The IHF Congress: Part 1 – The elections

It is too easy too fall for the group pressure instead of having the courage to use independent judgment

The International Handball Federation (IHF) will hold its Ordinary Congress in Doha, Qatar, October 26-27.  Every four years, the main item on the congress agenda is the elections for all the governing positions in the IHF.  However, under the current president, the elections have become rather perfunctory as far as many of the key positions are concerned.  For reasons which I have described on many occasions in the past, the notion of democracy in these elections is in many ways an illusion.  By using his position of power skillfully, the president and his closest followers have managed to gain such control of the majority of the electorate that it is not a situation where clear indications are obtained and individual opinions are expressed by the presumably more than 100 voting member federations.

Unfortunately, large blocks of votes belong to federations whose representatives are essentially uninformed about what happens in the inner circles in the IHF and moreover have reasons to follow the hints and instructions they get through continental bosses or other power brokers.  Many of them are indebted to the IHF due to different forms of support which has been received or promised, and they would not want to take the risk of assuming that another regime would be treating them more appropriately.  And the ‘middlemen’ have their own reasons (financial or power) to defend status quo, as they do not want to risk their own personal positions.  Those who understand what is going on and would like to see change, (e.g., the majority of the stronger and experienced handball countries), do not have the votes or the influence to prevail, and they therefore see no point in stirring things up.
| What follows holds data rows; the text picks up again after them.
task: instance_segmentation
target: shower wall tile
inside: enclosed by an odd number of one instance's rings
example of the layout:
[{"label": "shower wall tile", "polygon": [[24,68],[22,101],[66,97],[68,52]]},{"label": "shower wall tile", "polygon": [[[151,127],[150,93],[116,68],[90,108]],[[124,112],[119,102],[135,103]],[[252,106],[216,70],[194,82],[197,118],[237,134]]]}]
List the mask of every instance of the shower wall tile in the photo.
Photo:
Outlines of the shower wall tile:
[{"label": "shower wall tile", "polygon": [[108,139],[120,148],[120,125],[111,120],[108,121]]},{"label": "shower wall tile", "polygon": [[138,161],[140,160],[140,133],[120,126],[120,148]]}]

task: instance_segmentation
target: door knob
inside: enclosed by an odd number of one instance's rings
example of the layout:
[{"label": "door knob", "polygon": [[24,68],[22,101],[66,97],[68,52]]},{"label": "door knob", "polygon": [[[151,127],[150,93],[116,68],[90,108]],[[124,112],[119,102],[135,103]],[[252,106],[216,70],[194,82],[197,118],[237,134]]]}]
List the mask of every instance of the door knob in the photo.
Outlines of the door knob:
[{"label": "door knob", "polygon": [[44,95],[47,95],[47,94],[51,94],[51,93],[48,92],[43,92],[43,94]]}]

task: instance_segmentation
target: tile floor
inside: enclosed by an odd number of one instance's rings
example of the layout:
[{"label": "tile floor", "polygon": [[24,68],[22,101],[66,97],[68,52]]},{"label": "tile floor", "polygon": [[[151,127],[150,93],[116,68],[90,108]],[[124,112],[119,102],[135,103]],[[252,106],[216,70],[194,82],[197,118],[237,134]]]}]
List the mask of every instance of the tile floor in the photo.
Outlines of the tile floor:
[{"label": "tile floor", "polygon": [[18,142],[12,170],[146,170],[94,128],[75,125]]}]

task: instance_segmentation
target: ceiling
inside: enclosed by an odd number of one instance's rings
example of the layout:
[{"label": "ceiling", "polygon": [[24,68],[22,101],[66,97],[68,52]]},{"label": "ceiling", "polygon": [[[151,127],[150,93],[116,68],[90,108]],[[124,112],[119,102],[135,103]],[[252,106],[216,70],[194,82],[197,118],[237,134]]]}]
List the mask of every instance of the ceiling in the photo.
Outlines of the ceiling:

So the result is that for the three top positions, president, first vice-president, and treasurer, the three incumbents (Moustafa, Roca and Sola) are running unopposed, despite what many people know about their background and think about their suitability.  The hope for some balance or gradual change would then rest with the elections for the two at-large positions on the Executive Committee.   Here we have, as of this moment, a slate of eight candidates:  Bobinac (Slovenia), Delplanque (France), Hauksson (Iceland), Johannesen (Norway), Lavrov (Russia), Rubeli (Switzerland), Taborsky (Czech Republic) and Ms. Turlykhanova (Kazakhstan).

I would venture the opinion that among these eight candidates one could find five who would capably fill all the five slots on the Executive Committee, but unfortunately that is not the situation we have.  Delplanque may have the inside track, being an incumbent in a position that is being eliminated.  Many of the others have a very strong background, as presidents or managers of a national federation and with an impressive business experience.   Among the candidates there is also a woman, who could become the first woman as an IHF Executive.  It would be desirable to get some balance against the excessive Mediterranean influence in the Executive, so an experienced Nordic candidate might fit in.  But it seems a bit puzzling from a tactical standpoint that two Nordic federation presidents are in the competition against each other, so perhaps some ‘synchronization’ will take place prior to the election.

I will comment only on a few more positions.  It is interesting to note that two Asians are competing for the position as Chair of Coaching and Methods, with the more ‘political’ incumbent Bu Marzouq from Kuwait being challenged by the strong technician (national team coach and IHF referee) Chung from Korea.  The Chair of the Development Commission has been vacant for a while, after having most recently been held by a Panamerican, and another representative from our continent, Sepulveda from Puerto Rico is now up against former star player Tuchkin of Russia.  From a personal standpoint, I would certainly want to see the added influence of a third Council member from our continent.

Finally, in the context of what I reported just a few days ago, about the latest developments regarding allegations of serious wrongdoing in the process of granting the IHF TV rights for 2010-13, one would want to suggest that the position of Chair of the newly established Ethics Commission is a critical one.   Of course, considering that it is the IHF president himself who is yet again in the focus of the accusations, one might wonder how much he really desires to give this Commission power and independence.   So it is really disconcerting that the only two candidates in similar ways seem highly questionable choices.  Strombach, who recently left the presidency of the German federation, has a well-known record of being ‘extremely closely aligned’ with the IHF president.  Petersson of Sweden was until recently the President of the International Sailing Federation,  in other words for many years a counterpart and close colleague of the IHF president in the association for summer Olympic sports.   This does not create the right image of an arms-length distance to the IHF president and a strong independence.